草なぎ剛の表情から目が離せない! 『嘘の戦争』第1話の“リアリティとユーティリティ”

 1月10日、草なぎ剛が主演するドラマ『嘘の戦争』(フジテレビ系)の第1話が放送された。初回拡大版は連続ドラマの1話目というより、秀逸な2時間サスペンスかと見紛うほどの濃密な時間だった。だが、まだ復讐劇はスタートしたばかり。スピーディーで見どころ満載だった第1話を振り返りたい。

 まずは、ストーリーのおさらいをしよう。草なぎが演じるのは、幼いころに家族を殺されたにも関わらず「父親の無理心中だった」と、嘘の証言を強要された過去を持つ千葉陽一という男である。「真犯人を見た」といくら訴えても、警察にまで「嘘つき」と言われ続けてしまう。ひどい話だ。そんな心の傷を抱え「どうせ嘘ばかりの世界なら、騙す側に」と、詐欺師の道へ。「一ノ瀬浩一」と名を改め、詐欺師仲間らと共に、タイで日本人を騙す日々を過ごしていた。そんな中、真犯人と同じ腕のアザを持つ男を見つける。復讐を誓った浩一は、急きょ日本へ。積年の恨みを晴らすために、事件関係者を追うのだった。

 やはり特筆すべきは、草なぎの表情だ。ラフな詐欺師の顔から、真犯人を見つけた瞬間に絶望を背負った復讐者の顔に急変化。また、あるときはビジネスをまとめるデキる男の顔。雨に打たれ子犬のように震える切ない顔。事件後に身を寄せた児童養護施設に戻り、朗らかな顔を見せたかと思いきや、鬼気迫る顔で敵を追い詰める。そして刺されながらも復讐に手応えを感じて満足そうな狂気じみた顔……いったい、草なぎはいくつの表情を使い分けられるのだろう。次にどんな顔を見せてくれるのか、それだけでもドラマに見入ってしまう。

 さらに、このドラマには視聴者を引き込む罠が仕掛けられている。ヒントは劇中で浩一が、詐欺師見習いのカズキに伝える「リアリティ(現実味)とユーティリティ(役に立つ)。その2つが揃ったとき、人は相手を信じたくなる」という言葉。詐欺師のテクニックとして述べられた言葉だが、ドラマの世界に夢中になる条件とも言えるだろう。

 カズキを演じるのは、Sexy Zoneの菊池風磨。このキャスティングは、当たり役になる予感がした。萌え袖&フードをかぶって、ツッパったような口調のカズキは、菊池のパーソナルイメージにとても近い。だが、悪態をつきながらも浩一の嘘に翻弄され「また騙された」と悔しがる姿に、純粋な一面を覗かせる。

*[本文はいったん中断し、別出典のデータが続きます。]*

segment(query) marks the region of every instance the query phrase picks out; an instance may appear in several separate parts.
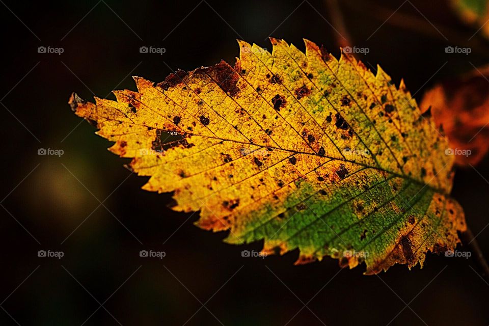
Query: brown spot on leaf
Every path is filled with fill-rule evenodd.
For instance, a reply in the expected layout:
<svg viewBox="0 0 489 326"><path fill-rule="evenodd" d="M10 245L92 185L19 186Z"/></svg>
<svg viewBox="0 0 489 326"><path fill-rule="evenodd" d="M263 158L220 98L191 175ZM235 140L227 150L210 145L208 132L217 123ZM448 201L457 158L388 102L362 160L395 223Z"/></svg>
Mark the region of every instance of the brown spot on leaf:
<svg viewBox="0 0 489 326"><path fill-rule="evenodd" d="M348 123L345 121L345 119L343 118L341 115L339 113L337 113L335 115L335 118L336 118L336 122L335 123L335 125L336 126L337 128L343 130L346 130L348 128L349 126L348 125Z"/></svg>
<svg viewBox="0 0 489 326"><path fill-rule="evenodd" d="M297 99L300 100L304 96L307 96L311 93L311 90L309 90L306 87L305 85L299 87L296 90L295 90L295 96L297 97Z"/></svg>
<svg viewBox="0 0 489 326"><path fill-rule="evenodd" d="M183 77L186 76L187 73L181 69L178 69L175 73L171 73L168 75L165 82L162 82L156 85L157 86L161 87L165 91L168 90L170 87L173 87L182 82Z"/></svg>
<svg viewBox="0 0 489 326"><path fill-rule="evenodd" d="M281 107L285 106L285 99L283 96L277 94L271 99L271 103L274 104L274 108L277 111L280 111Z"/></svg>
<svg viewBox="0 0 489 326"><path fill-rule="evenodd" d="M194 73L209 75L221 89L230 96L235 96L239 91L239 89L236 86L239 79L239 75L235 70L238 68L235 65L233 68L229 64L222 60L213 67L198 68L194 71Z"/></svg>
<svg viewBox="0 0 489 326"><path fill-rule="evenodd" d="M341 105L343 106L345 106L350 104L350 99L348 98L348 96L345 95L343 97L343 98L341 99Z"/></svg>
<svg viewBox="0 0 489 326"><path fill-rule="evenodd" d="M345 167L344 164L340 164L340 168L336 170L336 174L340 177L340 180L343 180L348 174L348 170Z"/></svg>
<svg viewBox="0 0 489 326"><path fill-rule="evenodd" d="M204 126L208 125L209 122L210 122L210 120L209 120L209 118L204 117L204 116L201 116L199 117L199 119L200 120L201 123Z"/></svg>
<svg viewBox="0 0 489 326"><path fill-rule="evenodd" d="M401 239L401 248L402 249L402 254L405 257L406 260L411 262L414 258L413 255L413 249L411 248L412 244L411 240L407 236L403 236Z"/></svg>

スリリングなストーリーにおいて、とても愛らしい存在として光る。そして浩一から詐欺師としての手ほどきを受ける場面は、ジャニーズの先輩、後輩という距離感を見ているようなリアリティがチラつくのだ。

 また、第1話で追い詰めた真犯人は、大きな力に動かされた1人でしかなかった。末端にいる人間は、巨大な力を前に真実を知らされない。それもリアルな世界でよく耳にすること。次々と嘘の情報に踊らされるシーンには、とてもリアリティがあった。“ああ、人はこうやって騙されていくんだ”と、見ていてゾワゾワした。そこで浩一が口にする「真実は自分で見極めろ」という言葉の重みが増すのだ。ここで視聴者は、すでにユーティリティを感じてしまっていることに気づくのである。

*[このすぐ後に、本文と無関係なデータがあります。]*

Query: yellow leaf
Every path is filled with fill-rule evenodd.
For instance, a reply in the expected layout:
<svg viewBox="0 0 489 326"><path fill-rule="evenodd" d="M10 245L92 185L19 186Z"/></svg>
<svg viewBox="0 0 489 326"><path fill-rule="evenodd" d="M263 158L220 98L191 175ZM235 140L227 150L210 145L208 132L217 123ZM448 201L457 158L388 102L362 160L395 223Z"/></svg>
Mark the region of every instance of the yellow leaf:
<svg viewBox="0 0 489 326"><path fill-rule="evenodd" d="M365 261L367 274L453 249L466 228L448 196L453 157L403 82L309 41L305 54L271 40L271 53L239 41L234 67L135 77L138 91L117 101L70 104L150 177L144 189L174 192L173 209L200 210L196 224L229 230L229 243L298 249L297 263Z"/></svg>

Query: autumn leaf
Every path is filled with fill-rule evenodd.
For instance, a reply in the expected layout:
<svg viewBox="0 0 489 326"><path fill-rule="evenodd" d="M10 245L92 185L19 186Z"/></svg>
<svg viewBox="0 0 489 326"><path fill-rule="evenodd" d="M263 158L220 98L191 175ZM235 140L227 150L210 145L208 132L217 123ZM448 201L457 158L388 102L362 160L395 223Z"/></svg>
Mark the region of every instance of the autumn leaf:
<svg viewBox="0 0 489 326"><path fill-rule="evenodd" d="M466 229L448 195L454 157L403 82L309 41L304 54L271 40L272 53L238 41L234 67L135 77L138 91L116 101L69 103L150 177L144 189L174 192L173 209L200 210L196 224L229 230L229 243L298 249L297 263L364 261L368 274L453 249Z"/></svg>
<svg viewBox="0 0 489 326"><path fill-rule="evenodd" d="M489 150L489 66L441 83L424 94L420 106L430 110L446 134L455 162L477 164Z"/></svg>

 詐欺師ならぬ、ドラマのペースに飲み込まれまい、伏線を見逃すまい、とますます目が離せなくなる。浩一の家族を襲った黒幕とされる大企業グループ二科家。その会長・興三(市村正親)とはどんな人物なのか。承認欲求の強い長男・晃(安田顕)と、警戒心の強い次男・隆(藤木直人)の間に何があったのか。心優しい救命救急医の長女・楓(山本美月)の浩一への想いはどうなっていくのか。そして、30年前の事件の裏側に何があったのか……。